Please note :ExecutorService executor = Executors.newFixedThreadPool(10);
* for 10 threads:Total time required for reading and writing the text in
* :seconds 349.317
*
* For 100:Total time required for reading the text and writing : seconds 464.042
*
* For 1000 : Total time required for reading and writing text :466.538
* For 10000 Total time required for reading and writing in seconds 479.701
*
*
*/
public class DealWithHugeRecordsinFile extends TestCase {
static final String FILEPATH = "C:\\springbatch\\bigfile1.txt.txt";
static final String FILEPATH_WRITE = "C:\\springbatch\\writinghere.txt";
static volatile RandomAccessFile fileToWrite;
static volatile RandomAccessFile file;
static volatile String fileContentsIter;
static volatile int position = 0;
public static void main(String[] args) throws IOException, InterruptedException {
long currentTimeMillis = System.currentTimeMillis();
try {
fileToWrite = new RandomAccessFile(FILEPATH_WRITE, "rw");//for random write,independent of thread obstacles
file = new RandomAccessFile(FILEPATH, "r");//for random read,independent of thread obstacles
seriouslyReadProcessAndWriteAsynch();
} catch (IOException e) {
// TODO Auto-generated catch block
e.printStackTrace();
}
Thread currentThread = Thread.currentThread();
System.out.println(currentThread.getName());
long currentTimeMillis2 = System.currentTimeMillis();
double time_seconds = (currentTimeMillis2 - currentTimeMillis) / 1000.0;
System.out.println("Total time required for reading the text in seconds " + time_seconds);
}
/**
* #throws IOException
* Something asynchronously serious
*/
public static void seriouslyReadProcessAndWriteAsynch() throws IOException {
ExecutorService executor = Executors.newFixedThreadPool(10);//pls see for explanation in comments section of the class
while (true) {
String readLine = file.readLine();
if (readLine == null) {
break;
}
Runnable genuineWorker = new Runnable() {
#Override
public void run() {
// do hard processing here in this thread,i have consumed
// some time and ignore some exception in write method.

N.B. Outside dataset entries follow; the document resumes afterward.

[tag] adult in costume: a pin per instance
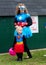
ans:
(24, 20)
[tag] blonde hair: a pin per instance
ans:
(18, 10)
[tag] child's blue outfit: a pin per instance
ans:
(23, 17)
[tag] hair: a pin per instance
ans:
(18, 10)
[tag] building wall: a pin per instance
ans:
(38, 40)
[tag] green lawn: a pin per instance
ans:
(37, 59)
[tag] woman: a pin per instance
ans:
(24, 20)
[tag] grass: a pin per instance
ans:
(37, 59)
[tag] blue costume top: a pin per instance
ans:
(23, 17)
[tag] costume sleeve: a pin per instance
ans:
(29, 20)
(14, 42)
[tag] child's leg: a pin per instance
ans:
(19, 55)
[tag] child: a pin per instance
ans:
(22, 16)
(18, 45)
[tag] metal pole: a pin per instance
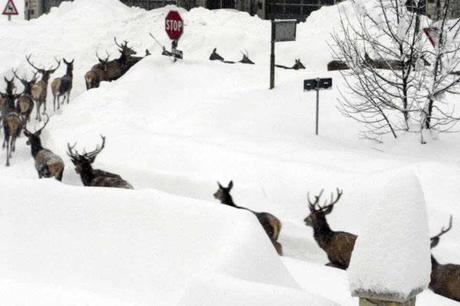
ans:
(317, 106)
(272, 56)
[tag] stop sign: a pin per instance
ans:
(174, 25)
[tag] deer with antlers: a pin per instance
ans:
(11, 121)
(337, 245)
(445, 279)
(98, 73)
(94, 177)
(40, 89)
(61, 87)
(270, 223)
(47, 163)
(25, 103)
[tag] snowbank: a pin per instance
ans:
(391, 258)
(144, 247)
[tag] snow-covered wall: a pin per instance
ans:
(391, 257)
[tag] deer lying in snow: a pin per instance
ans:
(11, 121)
(40, 89)
(61, 87)
(337, 245)
(270, 223)
(94, 177)
(25, 104)
(98, 73)
(47, 163)
(445, 279)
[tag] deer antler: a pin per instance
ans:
(435, 239)
(316, 201)
(31, 64)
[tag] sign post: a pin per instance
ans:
(174, 27)
(282, 30)
(10, 10)
(317, 84)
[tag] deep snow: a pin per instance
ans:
(172, 131)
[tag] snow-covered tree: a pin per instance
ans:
(396, 78)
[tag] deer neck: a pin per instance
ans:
(36, 146)
(87, 175)
(321, 231)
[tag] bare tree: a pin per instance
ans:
(395, 80)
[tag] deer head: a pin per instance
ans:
(46, 73)
(318, 212)
(223, 193)
(69, 65)
(435, 239)
(124, 49)
(82, 161)
(27, 84)
(34, 138)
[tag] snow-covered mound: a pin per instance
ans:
(173, 130)
(142, 247)
(391, 258)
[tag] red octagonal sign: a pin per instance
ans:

writeToFile(FILEPATH_WRITE, readLine);
// System.out.println(" :" +
// Thread.currentThread().getName());
}
};
executor.execute(genuineWorker);
}
executor.shutdown();
while (!executor.isTerminated()) {
}
System.out.println("Finished all threads");
file.close();
fileToWrite.close();
}
/**
* #param filePath
* #param data
* #param position
*/
private static void writeToFile(String filePath, String data) {
try {
// fileToWrite.seek(position);
data = "\n" + data;
if (!data.contains("Randomization")) {
return;
}
System.out.println("Let us do something time consuming to make this thread busy"+(position++) + " :" + data);
System.out.println("Lets consume through this loop");
int i=1000;
while(i>0){
i--;
}
fileToWrite.write(data.getBytes());
throw new Exception();
} catch (Exception exception) {
System.out.println("exception was thrown but still we are able to proceeed further"
+ " \n This can be used for marking failure of the records");
//exception.printStackTrace();
}
}
}
Don't use read without arguments.
It's very slow.
Better read it to buffer and move it to file quickly.
Use bufferedInputStream because it supports binary reading.
And it's all.
Unless you accidentally read in the whole input file instead of reading it line by line, then your primary limitation will be disk speed. You may want to try starting with a file containing 100 lines and write it to 100 different files one line in each and make the triggering mechanism work on the number of lines written to the current file. That program will be easily scalable to your situation.